Le terme "pré-embryon" implique que l’embryon n’est pas nécessairement l’antécédent causal du fœtus et n’est donc pas une entité cohérente en soi puisqu'il se divise, pour parler vite, en placenta et embryon.
Quelle signification donner alors aux tissus extra-embryonniques ?
Selon cette hypothèse, Le pré-embryon devient dès la deuxième semaine un tissu et le placenta peut-être considéré comme du tissu humain plutôt que comme une personne humaine. Il aurait le même statut qu’un respirateur artificiel car il est séparé mais indispensable à la vie qu’il soutient.
Mais cela ne suffit –il pas à étendre notre respect au tissu placentaire tant qu’il est nécessaire à l’embryon ? Il ne peut y avoir de fœtus ni d’embryon sans ces tissus séparés ; les séparer pour justifier de manière utilitariste l’expérimentation sur cellules pluripotentes doit donc se faire selon d’autres critères. Si le pré-embryon n’est pas encore devenu quelque chose d’organisé, il est la condition de cette organisation. Ce qui laisse ouverte la question du statut ontologique du pré-embryon et ne nous permet pas aussi facilement que nous le voudrions peut-être de le qualifier de matériel utilisable à des fins thérapeutiques.
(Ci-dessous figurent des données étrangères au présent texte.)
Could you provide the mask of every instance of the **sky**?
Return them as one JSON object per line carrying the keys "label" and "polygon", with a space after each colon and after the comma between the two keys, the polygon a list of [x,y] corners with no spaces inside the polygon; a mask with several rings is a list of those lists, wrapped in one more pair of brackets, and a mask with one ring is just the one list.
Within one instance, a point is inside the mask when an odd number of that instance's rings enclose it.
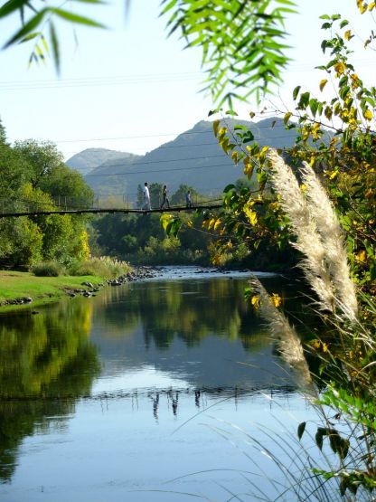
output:
{"label": "sky", "polygon": [[[293,62],[273,99],[279,107],[292,106],[292,90],[298,84],[320,95],[324,75],[313,70],[325,61],[319,15],[342,14],[359,35],[359,43],[368,33],[364,25],[370,16],[361,16],[355,0],[300,3],[300,13],[287,21]],[[9,141],[51,140],[65,159],[90,147],[142,155],[208,119],[214,105],[200,92],[204,80],[200,51],[183,51],[177,36],[166,37],[165,19],[158,18],[159,0],[132,0],[127,19],[125,0],[82,5],[82,14],[108,29],[78,27],[73,32],[61,22],[57,27],[60,76],[52,60],[28,68],[31,44],[0,52],[0,118]],[[16,17],[1,21],[1,46],[18,24]],[[356,56],[358,73],[365,81],[373,79],[373,62],[371,51]],[[252,101],[235,109],[246,119],[250,110],[257,111]]]}

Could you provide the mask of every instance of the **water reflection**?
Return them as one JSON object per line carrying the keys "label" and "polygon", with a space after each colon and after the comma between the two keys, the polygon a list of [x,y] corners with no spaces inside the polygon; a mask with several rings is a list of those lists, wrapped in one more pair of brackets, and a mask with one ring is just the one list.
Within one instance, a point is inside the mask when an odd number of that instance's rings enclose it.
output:
{"label": "water reflection", "polygon": [[24,437],[47,431],[52,416],[62,421],[90,393],[99,372],[90,319],[89,305],[69,303],[0,317],[0,480],[11,478]]}
{"label": "water reflection", "polygon": [[[294,392],[296,375],[246,304],[245,286],[227,278],[131,283],[36,316],[0,317],[0,481],[14,476],[23,440],[64,428],[82,398],[140,398],[159,422],[166,403],[174,420],[185,420],[208,401]],[[270,289],[298,308],[288,300],[294,288]]]}
{"label": "water reflection", "polygon": [[[296,376],[244,300],[246,284],[160,280],[106,291],[93,312],[91,339],[103,363],[95,392],[108,391],[109,379],[111,392],[131,391],[136,382],[207,392],[295,387]],[[269,287],[296,313],[296,288],[280,279]]]}

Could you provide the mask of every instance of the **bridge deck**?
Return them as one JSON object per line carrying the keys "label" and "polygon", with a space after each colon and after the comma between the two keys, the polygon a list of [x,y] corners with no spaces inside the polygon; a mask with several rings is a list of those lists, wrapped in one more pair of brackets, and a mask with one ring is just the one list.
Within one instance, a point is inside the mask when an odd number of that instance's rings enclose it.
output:
{"label": "bridge deck", "polygon": [[38,216],[38,215],[49,215],[49,214],[99,214],[102,213],[123,213],[125,214],[148,214],[151,213],[180,213],[183,211],[192,212],[196,209],[219,209],[222,207],[222,204],[207,204],[207,205],[193,205],[192,207],[184,206],[175,206],[164,209],[121,209],[121,208],[90,208],[90,209],[58,209],[53,211],[24,211],[19,213],[0,213],[0,218],[17,218],[20,216]]}

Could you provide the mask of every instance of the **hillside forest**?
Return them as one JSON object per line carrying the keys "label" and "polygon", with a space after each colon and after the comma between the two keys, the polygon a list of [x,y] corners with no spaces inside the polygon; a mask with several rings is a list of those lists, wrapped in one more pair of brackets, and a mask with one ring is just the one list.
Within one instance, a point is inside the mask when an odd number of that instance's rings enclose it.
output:
{"label": "hillside forest", "polygon": [[[212,137],[216,142],[213,135]],[[3,124],[0,170],[3,212],[5,209],[8,213],[17,213],[82,208],[91,207],[95,203],[89,178],[64,164],[54,144],[27,139],[10,146]],[[232,178],[236,174],[232,172]],[[194,172],[190,180],[193,182]],[[254,183],[242,176],[234,180],[233,186],[239,191],[249,190]],[[163,184],[151,183],[149,189],[152,207],[157,208],[161,204]],[[195,186],[180,184],[174,191],[168,192],[171,206],[185,205],[189,190],[194,204],[208,199],[208,195],[200,194]],[[221,202],[220,191],[216,197]],[[108,195],[105,205],[113,207],[116,204],[116,197]],[[139,184],[135,205],[141,207],[142,204]],[[141,216],[121,213],[96,216],[38,214],[1,218],[0,264],[4,268],[27,270],[43,262],[55,262],[61,270],[71,270],[89,257],[110,256],[131,264],[210,265],[216,254],[220,234],[219,230],[203,228],[205,218],[207,214],[202,210],[183,213],[183,224],[175,235],[165,233],[159,213]],[[291,250],[271,251],[268,247],[265,242],[249,252],[246,244],[239,245],[224,253],[221,263],[217,264],[270,270],[294,263]],[[270,252],[275,258],[272,260]]]}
C’est à ce moment que se défont les barrières entre épistémologie scientifique et épistémologie morale. La valeur a accorder aux embryons n’est pas uniquement liée à leur stade de développement mais aussi à un moment dévelopemental, celui de la différenciation primitive. Cela permet de faire un lien entre la signification scientifique de l’embryogenèse et l’impact éthique d’une telle différenciation qui engagera des procédures d'action informées. Il serait de mauvaise foi de dire alors que la différenciation pré-embryon / embryon n’a qu’une signification biologique. Elle engage la réflexion bioéthique à prendre au sérieux la nouvelle interface entre embryogénétique et " sémiobiologie ", en créant une nouvelle interface entre génétique et embryologie. Potentiel morphogénétique et différenciation cellulaire apparaissent alors comme inversément proportionnelles (Self-organizing potential et Morphogenetic potential, Acta biotheorética, 1986, 35).
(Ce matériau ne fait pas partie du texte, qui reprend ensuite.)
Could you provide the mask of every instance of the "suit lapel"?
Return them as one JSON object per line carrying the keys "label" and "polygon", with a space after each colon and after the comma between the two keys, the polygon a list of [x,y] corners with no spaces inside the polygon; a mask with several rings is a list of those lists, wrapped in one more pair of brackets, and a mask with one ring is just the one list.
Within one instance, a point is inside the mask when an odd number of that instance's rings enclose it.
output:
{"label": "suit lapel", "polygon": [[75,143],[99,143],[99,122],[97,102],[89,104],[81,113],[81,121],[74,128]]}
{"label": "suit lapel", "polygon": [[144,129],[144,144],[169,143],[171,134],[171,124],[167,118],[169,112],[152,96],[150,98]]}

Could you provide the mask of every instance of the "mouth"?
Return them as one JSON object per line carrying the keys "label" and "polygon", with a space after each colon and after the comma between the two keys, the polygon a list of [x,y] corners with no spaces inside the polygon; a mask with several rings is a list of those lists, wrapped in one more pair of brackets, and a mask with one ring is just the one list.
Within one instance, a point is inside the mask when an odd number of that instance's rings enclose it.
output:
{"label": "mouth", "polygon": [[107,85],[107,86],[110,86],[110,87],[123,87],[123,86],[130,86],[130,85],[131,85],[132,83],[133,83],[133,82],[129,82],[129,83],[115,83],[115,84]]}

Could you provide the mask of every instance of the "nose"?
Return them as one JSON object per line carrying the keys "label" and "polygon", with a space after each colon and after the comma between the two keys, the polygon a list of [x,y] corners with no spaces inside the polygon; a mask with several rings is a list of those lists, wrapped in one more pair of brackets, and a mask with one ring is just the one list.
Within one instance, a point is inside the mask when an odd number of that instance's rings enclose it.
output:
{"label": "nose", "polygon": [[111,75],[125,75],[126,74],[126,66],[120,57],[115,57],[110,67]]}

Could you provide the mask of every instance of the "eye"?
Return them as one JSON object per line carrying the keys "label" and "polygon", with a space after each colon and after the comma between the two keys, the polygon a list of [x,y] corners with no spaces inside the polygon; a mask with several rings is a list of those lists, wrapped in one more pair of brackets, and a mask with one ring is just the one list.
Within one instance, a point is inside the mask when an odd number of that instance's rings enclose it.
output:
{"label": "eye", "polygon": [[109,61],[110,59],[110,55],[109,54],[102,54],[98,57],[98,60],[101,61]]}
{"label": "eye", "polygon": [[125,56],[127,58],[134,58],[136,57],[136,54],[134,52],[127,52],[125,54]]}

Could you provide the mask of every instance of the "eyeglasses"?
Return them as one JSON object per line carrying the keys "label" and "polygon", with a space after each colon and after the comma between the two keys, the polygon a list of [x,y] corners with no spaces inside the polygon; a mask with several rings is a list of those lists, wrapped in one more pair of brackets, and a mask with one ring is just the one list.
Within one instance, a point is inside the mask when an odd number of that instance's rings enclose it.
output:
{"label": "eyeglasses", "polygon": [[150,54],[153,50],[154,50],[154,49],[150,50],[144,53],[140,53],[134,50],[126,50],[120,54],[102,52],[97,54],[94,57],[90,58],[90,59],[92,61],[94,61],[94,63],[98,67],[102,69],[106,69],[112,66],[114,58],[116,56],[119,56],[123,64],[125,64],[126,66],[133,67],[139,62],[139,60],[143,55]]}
La transformation d’un œuf fertilisé en un organisme complexe se fait en deux temps, l’un quasi-instantané, l’autre requérant un processus temporel complexe de différenciation cellulaire, ce qui rend difficile la distinction temporelle entre embryon et préembryon. Car les deux stades sont interdépendants. Le brevet de la firme "Géron" dont nous allons parler dans la deuxième partie de ce travail, permet précisément de séparer temporellement ces deux moments et défait la dépendance entre les deux états. Mais le choix éthique de vouloir identifier les deux moments comme formant une même personne n’est pas contraire à la description scientifique. Il est une intention éthique. Ce choix éthique oriente autrement la réponse à la question de la légitimation de l’expérimentation sur embryon et pré embryon. Mais le statut ontologique de l’une ou l’autre phase de l’embryogenèse est donné par l'intention de respect ou d'utilisation comme moyen en vue d'une fin de l’observateur et non par la chose elle même.
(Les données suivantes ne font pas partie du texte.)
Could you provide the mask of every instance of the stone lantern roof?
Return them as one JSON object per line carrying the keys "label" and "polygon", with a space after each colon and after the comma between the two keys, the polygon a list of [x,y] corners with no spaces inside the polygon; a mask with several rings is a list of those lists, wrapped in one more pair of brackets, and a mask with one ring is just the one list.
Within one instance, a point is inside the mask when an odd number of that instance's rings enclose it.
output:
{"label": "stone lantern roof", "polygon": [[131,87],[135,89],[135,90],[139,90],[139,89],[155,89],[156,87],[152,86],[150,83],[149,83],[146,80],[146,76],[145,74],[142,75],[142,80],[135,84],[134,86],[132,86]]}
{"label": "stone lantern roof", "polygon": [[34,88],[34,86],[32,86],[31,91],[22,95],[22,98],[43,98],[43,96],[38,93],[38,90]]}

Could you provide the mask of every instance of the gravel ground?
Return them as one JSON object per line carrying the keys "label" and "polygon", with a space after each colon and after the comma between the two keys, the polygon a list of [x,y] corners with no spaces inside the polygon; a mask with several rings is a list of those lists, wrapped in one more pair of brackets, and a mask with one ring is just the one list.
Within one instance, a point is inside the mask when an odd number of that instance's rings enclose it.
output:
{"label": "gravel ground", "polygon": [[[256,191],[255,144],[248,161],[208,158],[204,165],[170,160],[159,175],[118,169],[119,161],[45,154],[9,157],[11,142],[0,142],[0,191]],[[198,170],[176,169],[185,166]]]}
Élargir un statut de respect au pré-embryon ne peut donc être qualifié d'attitude contraire à la logique du chercheur , elle ne fait qu’ajouter de la signification à une catégorie de vie qui, pour certains, reste pré-signifiante. La deuxième étape est de passer d'une reflexion spéculative sur le statut de l'embryon aux choix thérapeutiques que permettent les expérimentations sur pré-embryon.